The Kids – Gary Abramson: Taking Flight

It didn’t take Gary Abramson long to abandon advertising. After an internship and two years of studying advertising art direction, he’s seen enough of the ad world to decide agency life is not for him. Instead, he’s chosen directing and screenwriting.
While he gets established, he pays his bills running a part-time graphic design business. In another era, this Miami native would be on the fast track at a prestigious ad shop. Abramson, 29, seems to have what it takes.
At the University of Florida, he majored in finance and economics with hopes of becoming an investment banker. But after visiting Italy, where he “was blown away by the incredible art,” he vowed to focus on his own creative powers and started to think about advertising. First, he needed to try to fulfill a lifelong dream to become an Air Force pilot. A minor ear problem, however, barred him from training. The private aerobatics pilot returned to civilian life and talked his way into an internship at Harris Drury Cohen in Fort Lauderdale, Fla. Executives there recognized his talent and suggested he enroll in the Miami Ad School.

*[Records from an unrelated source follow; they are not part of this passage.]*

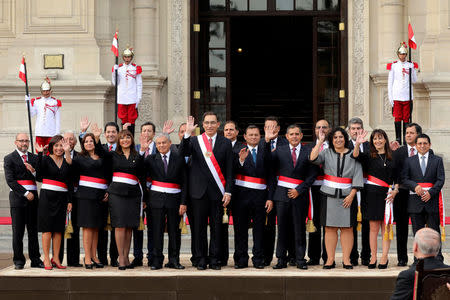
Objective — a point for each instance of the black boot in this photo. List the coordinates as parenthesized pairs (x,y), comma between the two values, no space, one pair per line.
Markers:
(404,132)
(398,132)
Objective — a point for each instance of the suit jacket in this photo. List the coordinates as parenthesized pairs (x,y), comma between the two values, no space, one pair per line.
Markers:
(15,170)
(434,173)
(405,280)
(176,173)
(283,166)
(200,177)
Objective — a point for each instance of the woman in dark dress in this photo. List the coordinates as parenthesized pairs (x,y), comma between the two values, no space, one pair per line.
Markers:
(90,166)
(55,197)
(125,194)
(378,191)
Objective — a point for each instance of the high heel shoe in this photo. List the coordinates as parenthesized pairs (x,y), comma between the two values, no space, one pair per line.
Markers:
(372,266)
(54,264)
(383,266)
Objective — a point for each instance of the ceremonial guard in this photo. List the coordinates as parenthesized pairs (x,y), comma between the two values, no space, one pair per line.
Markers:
(129,88)
(47,112)
(400,95)
(23,199)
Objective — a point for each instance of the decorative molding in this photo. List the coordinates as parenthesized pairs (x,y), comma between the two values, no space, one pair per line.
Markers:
(358,58)
(73,20)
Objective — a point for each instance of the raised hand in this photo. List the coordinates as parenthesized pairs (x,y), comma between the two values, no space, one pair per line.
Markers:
(168,127)
(84,124)
(190,127)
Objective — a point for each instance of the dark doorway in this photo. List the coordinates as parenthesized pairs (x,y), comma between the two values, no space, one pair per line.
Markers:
(271,70)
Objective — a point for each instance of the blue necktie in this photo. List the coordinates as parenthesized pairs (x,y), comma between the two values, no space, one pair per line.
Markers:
(254,155)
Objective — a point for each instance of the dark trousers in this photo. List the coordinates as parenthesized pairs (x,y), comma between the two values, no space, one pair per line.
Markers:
(419,221)
(269,236)
(203,208)
(401,217)
(138,240)
(158,222)
(21,217)
(292,212)
(245,210)
(316,246)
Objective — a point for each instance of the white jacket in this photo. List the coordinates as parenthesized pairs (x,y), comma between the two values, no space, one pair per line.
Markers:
(48,115)
(398,81)
(130,83)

He heeded their advice, and poured his energy into the craft until he graduated in December 1998.
At school, he discovered he preferred directing to creating ads. “I enjoy every aspect of directing: writing, working with actors, camera and lights, selecting shots, editing, all of it. I was born to do it,” he asserts. Ad school, he says, also showed him that “becoming a writer/director is doable. It’s not a pipe dream. You don’t need a lot of skills at first, you just need to do it and be persistent.”
He picked design project work rather than an agency job as a transitional livelihood. With his own business, “I can set my hours, put aside time to work on my screenplays and not drain myself creatively.” It helps that graphic design assignments are abundant, and pay well, and that clients can potentially introduce him to people who might aid in his “real” career. Plus, Abramson is blissfully distant from agency politics. His friends keep him posted on life on the inside.
“They get really frustrated by working on one client” and constantly catering to that client’s sensibilities, he says. Creative people “need to stretch to keep up their interest.” And because agency creative teams often compete against each other, “Good work can get killed if you aren’t the one with the loudest voice.”
Indeed, Abramson is convinced agencies often underuse creative talent. Not that he spends a lot of time worrying about it. His mind is focused on the political thriller he’s writing, design projects, a new TV and film workshop he plans to attend and the screenplay he’s busy hatching.